Log exports up 38.9% YE April 2016

Australia’s exports of logs grew a remarkable 38.9% over the year-ended April 2016, reaching over 3.515 million m3 and adding almost 1.000 million m3 to total exports. While exports of softwood logs continue to dwarf those of hardwood logs, growth in hardwood log exports was a massive 277.5%, albeit from a low base.
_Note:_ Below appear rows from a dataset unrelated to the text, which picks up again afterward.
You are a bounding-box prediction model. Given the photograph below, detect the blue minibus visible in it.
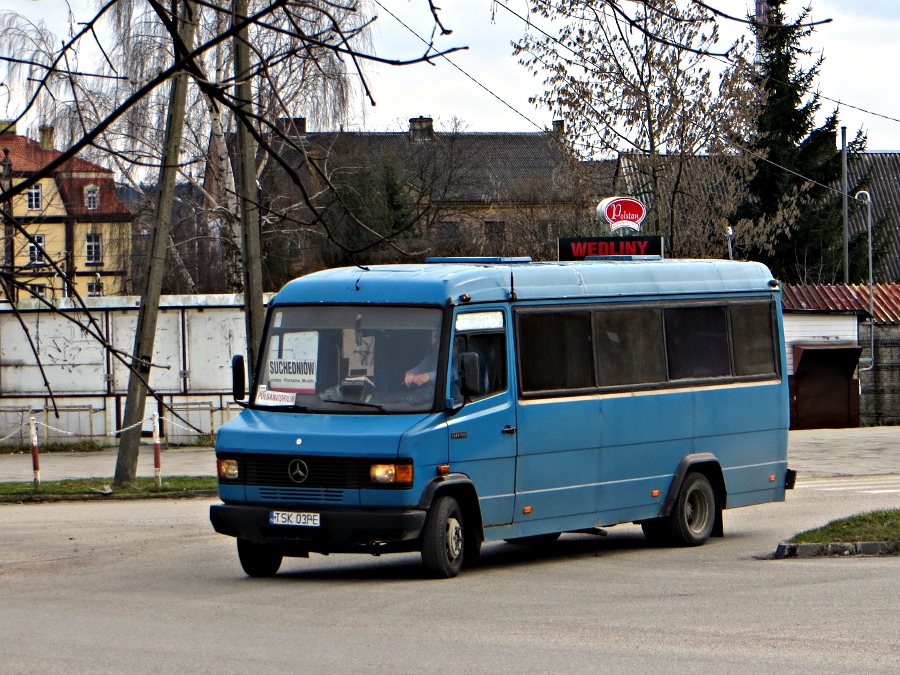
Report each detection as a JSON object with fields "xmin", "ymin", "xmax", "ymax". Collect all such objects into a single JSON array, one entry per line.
[{"xmin": 210, "ymin": 257, "xmax": 795, "ymax": 578}]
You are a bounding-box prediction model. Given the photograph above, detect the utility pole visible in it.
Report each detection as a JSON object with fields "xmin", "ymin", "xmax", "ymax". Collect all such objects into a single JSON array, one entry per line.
[
  {"xmin": 841, "ymin": 127, "xmax": 850, "ymax": 284},
  {"xmin": 232, "ymin": 0, "xmax": 264, "ymax": 382},
  {"xmin": 114, "ymin": 0, "xmax": 196, "ymax": 486}
]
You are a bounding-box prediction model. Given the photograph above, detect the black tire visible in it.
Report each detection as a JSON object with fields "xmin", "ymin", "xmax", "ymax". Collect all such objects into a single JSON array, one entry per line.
[
  {"xmin": 238, "ymin": 539, "xmax": 284, "ymax": 577},
  {"xmin": 504, "ymin": 532, "xmax": 561, "ymax": 547},
  {"xmin": 422, "ymin": 495, "xmax": 466, "ymax": 579},
  {"xmin": 667, "ymin": 473, "xmax": 717, "ymax": 546}
]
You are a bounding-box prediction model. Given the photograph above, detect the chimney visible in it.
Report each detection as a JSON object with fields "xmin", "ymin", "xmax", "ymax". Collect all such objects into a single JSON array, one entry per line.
[
  {"xmin": 39, "ymin": 126, "xmax": 53, "ymax": 150},
  {"xmin": 275, "ymin": 117, "xmax": 306, "ymax": 138},
  {"xmin": 409, "ymin": 117, "xmax": 434, "ymax": 141}
]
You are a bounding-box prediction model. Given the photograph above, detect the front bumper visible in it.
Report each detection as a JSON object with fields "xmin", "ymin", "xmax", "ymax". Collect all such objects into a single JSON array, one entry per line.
[{"xmin": 209, "ymin": 504, "xmax": 425, "ymax": 553}]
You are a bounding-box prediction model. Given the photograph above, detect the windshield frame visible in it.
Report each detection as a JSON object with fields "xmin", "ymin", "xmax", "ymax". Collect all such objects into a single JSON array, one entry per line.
[{"xmin": 247, "ymin": 302, "xmax": 453, "ymax": 415}]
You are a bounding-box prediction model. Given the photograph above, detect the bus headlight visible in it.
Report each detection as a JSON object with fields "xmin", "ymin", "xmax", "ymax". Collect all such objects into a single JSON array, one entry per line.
[
  {"xmin": 216, "ymin": 459, "xmax": 238, "ymax": 480},
  {"xmin": 369, "ymin": 464, "xmax": 412, "ymax": 483}
]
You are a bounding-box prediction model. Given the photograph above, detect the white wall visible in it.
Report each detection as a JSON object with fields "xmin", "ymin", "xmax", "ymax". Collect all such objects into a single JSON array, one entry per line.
[
  {"xmin": 783, "ymin": 312, "xmax": 859, "ymax": 375},
  {"xmin": 0, "ymin": 295, "xmax": 260, "ymax": 444}
]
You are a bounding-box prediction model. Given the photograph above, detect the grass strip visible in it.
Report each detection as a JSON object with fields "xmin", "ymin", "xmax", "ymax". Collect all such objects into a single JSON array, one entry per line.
[
  {"xmin": 0, "ymin": 476, "xmax": 217, "ymax": 497},
  {"xmin": 790, "ymin": 509, "xmax": 900, "ymax": 544}
]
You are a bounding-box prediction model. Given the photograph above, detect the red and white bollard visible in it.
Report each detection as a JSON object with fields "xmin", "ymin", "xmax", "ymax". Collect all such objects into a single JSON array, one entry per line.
[
  {"xmin": 153, "ymin": 413, "xmax": 162, "ymax": 487},
  {"xmin": 29, "ymin": 417, "xmax": 41, "ymax": 491}
]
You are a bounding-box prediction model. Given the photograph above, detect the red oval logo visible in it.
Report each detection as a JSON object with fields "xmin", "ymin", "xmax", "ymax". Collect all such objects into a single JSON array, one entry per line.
[{"xmin": 597, "ymin": 197, "xmax": 647, "ymax": 231}]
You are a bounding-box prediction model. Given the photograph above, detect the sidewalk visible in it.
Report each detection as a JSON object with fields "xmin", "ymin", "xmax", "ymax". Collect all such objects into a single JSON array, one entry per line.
[
  {"xmin": 0, "ymin": 427, "xmax": 900, "ymax": 483},
  {"xmin": 0, "ymin": 443, "xmax": 216, "ymax": 483}
]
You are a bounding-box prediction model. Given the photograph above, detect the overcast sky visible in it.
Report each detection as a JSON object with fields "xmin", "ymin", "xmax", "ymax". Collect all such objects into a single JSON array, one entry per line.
[{"xmin": 0, "ymin": 0, "xmax": 900, "ymax": 151}]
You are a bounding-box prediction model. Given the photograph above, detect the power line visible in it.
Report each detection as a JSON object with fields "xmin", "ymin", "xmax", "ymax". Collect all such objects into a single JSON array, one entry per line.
[
  {"xmin": 374, "ymin": 0, "xmax": 544, "ymax": 131},
  {"xmin": 496, "ymin": 0, "xmax": 868, "ymax": 201}
]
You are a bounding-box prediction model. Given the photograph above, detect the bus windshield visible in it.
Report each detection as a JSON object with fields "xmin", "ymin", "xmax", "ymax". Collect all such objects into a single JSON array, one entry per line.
[{"xmin": 253, "ymin": 306, "xmax": 442, "ymax": 414}]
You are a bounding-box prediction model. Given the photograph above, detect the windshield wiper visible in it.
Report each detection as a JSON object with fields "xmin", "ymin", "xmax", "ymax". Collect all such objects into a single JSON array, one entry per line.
[{"xmin": 322, "ymin": 398, "xmax": 387, "ymax": 412}]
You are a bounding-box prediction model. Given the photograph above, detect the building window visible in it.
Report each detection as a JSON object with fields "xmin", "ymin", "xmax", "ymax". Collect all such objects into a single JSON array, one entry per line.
[
  {"xmin": 28, "ymin": 234, "xmax": 44, "ymax": 265},
  {"xmin": 484, "ymin": 220, "xmax": 506, "ymax": 255},
  {"xmin": 85, "ymin": 232, "xmax": 103, "ymax": 265},
  {"xmin": 84, "ymin": 185, "xmax": 100, "ymax": 211},
  {"xmin": 25, "ymin": 183, "xmax": 44, "ymax": 211}
]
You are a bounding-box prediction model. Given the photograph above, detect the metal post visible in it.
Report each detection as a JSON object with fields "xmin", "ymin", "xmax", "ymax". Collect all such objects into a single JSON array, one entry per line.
[
  {"xmin": 841, "ymin": 127, "xmax": 850, "ymax": 284},
  {"xmin": 29, "ymin": 416, "xmax": 41, "ymax": 492},
  {"xmin": 855, "ymin": 190, "xmax": 875, "ymax": 372},
  {"xmin": 153, "ymin": 412, "xmax": 162, "ymax": 487}
]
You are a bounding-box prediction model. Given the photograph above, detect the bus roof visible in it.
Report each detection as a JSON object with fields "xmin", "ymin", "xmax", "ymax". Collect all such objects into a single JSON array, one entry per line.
[{"xmin": 272, "ymin": 258, "xmax": 777, "ymax": 305}]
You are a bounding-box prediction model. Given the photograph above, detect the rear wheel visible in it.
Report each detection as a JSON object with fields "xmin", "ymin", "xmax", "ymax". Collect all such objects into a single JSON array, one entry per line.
[
  {"xmin": 641, "ymin": 473, "xmax": 718, "ymax": 546},
  {"xmin": 238, "ymin": 539, "xmax": 283, "ymax": 577},
  {"xmin": 422, "ymin": 495, "xmax": 466, "ymax": 579}
]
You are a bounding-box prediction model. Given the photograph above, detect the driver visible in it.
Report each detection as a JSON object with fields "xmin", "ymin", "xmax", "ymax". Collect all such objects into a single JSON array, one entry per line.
[{"xmin": 403, "ymin": 331, "xmax": 438, "ymax": 388}]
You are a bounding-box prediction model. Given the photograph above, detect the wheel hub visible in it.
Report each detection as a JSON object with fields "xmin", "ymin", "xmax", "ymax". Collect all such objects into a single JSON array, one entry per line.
[{"xmin": 447, "ymin": 518, "xmax": 463, "ymax": 560}]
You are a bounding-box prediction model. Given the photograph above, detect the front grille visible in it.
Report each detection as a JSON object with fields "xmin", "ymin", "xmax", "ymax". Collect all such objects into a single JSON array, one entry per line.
[
  {"xmin": 259, "ymin": 487, "xmax": 344, "ymax": 504},
  {"xmin": 217, "ymin": 453, "xmax": 410, "ymax": 492}
]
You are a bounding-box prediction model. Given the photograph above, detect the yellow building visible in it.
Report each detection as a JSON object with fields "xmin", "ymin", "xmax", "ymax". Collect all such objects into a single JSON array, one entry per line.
[{"xmin": 0, "ymin": 121, "xmax": 132, "ymax": 299}]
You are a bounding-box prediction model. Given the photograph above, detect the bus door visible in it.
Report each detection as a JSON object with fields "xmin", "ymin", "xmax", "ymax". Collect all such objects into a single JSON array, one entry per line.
[
  {"xmin": 514, "ymin": 306, "xmax": 605, "ymax": 537},
  {"xmin": 447, "ymin": 308, "xmax": 517, "ymax": 527}
]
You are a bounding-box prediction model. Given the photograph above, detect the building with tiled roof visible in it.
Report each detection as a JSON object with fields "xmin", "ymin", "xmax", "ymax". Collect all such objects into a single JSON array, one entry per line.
[
  {"xmin": 0, "ymin": 121, "xmax": 131, "ymax": 299},
  {"xmin": 782, "ymin": 283, "xmax": 900, "ymax": 428},
  {"xmin": 262, "ymin": 117, "xmax": 616, "ymax": 269}
]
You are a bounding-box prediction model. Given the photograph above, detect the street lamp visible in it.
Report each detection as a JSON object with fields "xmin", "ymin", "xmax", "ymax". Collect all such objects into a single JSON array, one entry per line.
[{"xmin": 854, "ymin": 190, "xmax": 875, "ymax": 372}]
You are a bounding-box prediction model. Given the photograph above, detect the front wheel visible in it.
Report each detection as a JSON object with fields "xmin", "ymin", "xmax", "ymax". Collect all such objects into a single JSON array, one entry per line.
[
  {"xmin": 238, "ymin": 539, "xmax": 283, "ymax": 577},
  {"xmin": 422, "ymin": 495, "xmax": 466, "ymax": 579}
]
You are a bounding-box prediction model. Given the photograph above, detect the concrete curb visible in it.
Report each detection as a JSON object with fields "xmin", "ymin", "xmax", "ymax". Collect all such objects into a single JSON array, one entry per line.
[
  {"xmin": 0, "ymin": 490, "xmax": 219, "ymax": 504},
  {"xmin": 774, "ymin": 541, "xmax": 900, "ymax": 559}
]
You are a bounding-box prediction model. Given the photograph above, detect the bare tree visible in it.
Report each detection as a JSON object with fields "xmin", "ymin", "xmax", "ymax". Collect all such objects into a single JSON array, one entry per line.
[
  {"xmin": 516, "ymin": 0, "xmax": 771, "ymax": 256},
  {"xmin": 0, "ymin": 0, "xmax": 468, "ymax": 484}
]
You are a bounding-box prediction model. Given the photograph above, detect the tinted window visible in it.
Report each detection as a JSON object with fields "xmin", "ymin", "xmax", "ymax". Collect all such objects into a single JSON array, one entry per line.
[
  {"xmin": 665, "ymin": 307, "xmax": 731, "ymax": 380},
  {"xmin": 731, "ymin": 303, "xmax": 776, "ymax": 375},
  {"xmin": 594, "ymin": 308, "xmax": 666, "ymax": 387},
  {"xmin": 518, "ymin": 311, "xmax": 595, "ymax": 392}
]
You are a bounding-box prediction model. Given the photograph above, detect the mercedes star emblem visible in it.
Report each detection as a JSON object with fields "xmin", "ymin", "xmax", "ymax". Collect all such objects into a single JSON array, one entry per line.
[{"xmin": 288, "ymin": 459, "xmax": 309, "ymax": 483}]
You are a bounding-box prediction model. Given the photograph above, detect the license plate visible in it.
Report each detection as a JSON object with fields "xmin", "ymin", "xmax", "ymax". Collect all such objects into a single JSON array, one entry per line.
[{"xmin": 269, "ymin": 511, "xmax": 319, "ymax": 527}]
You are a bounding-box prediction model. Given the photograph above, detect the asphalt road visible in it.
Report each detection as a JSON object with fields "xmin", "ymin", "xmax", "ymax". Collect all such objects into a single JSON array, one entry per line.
[{"xmin": 0, "ymin": 475, "xmax": 900, "ymax": 675}]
The big lift in exports highlights important policy questions, especially about the adequacy of the nation’s plantation estate.

Total roundwood or log exports are detailed in the following chart, which displays better than any other available tool, the continuous increase in Australia’s log exports since the beginning of 2013.


To go straight to the dashboard and take a closer look at the data, click here.

Leaving aside the occasional monthly blips (December 2015 and January 2016 are examples), the last eighteen months has seen almost continuous increases in monthly export levels, with an apparent plateau having been reached in the early part of 2016. Total log exports settling it at between 250,000 m3 and 300,000 m3 per month seems entirely likely on the data and industry intelligence.

As outlined above, the significant proportion of exports is softwood logs, and other than hardwood logs, the other log exports (including treated logs and tropical species logs) total less than 10,000 m3 per annum.

The table below sets out exports of softwood logs and hardwood logs over the last two years.

   Year Ended Apr ‘15  Year Ended Apr ‘16  % Change
 Softwood Logs  2,431,485  3,159,500  29.9
 Hardwood Logs  92,535  349,327  277.5

It is plain to see that what has come to be known as the ‘wall of wood’ is being exported in log form, as much as it is being exported as woodchips.

Although the conditions and circumstances are different by species and also by region, there is no escaping that some processors are concerned about the volume of log exports, wondering at what point their own supplies may be curtailed by the export trade. That is part of both the global fibre market’s dynamics, as much as it is of the local market situation.

Ultimately, what it underscores is the Australian industry’s concern that Australia has insufficient plantations to meet the demand for forestry and wood products now, let alone in the future.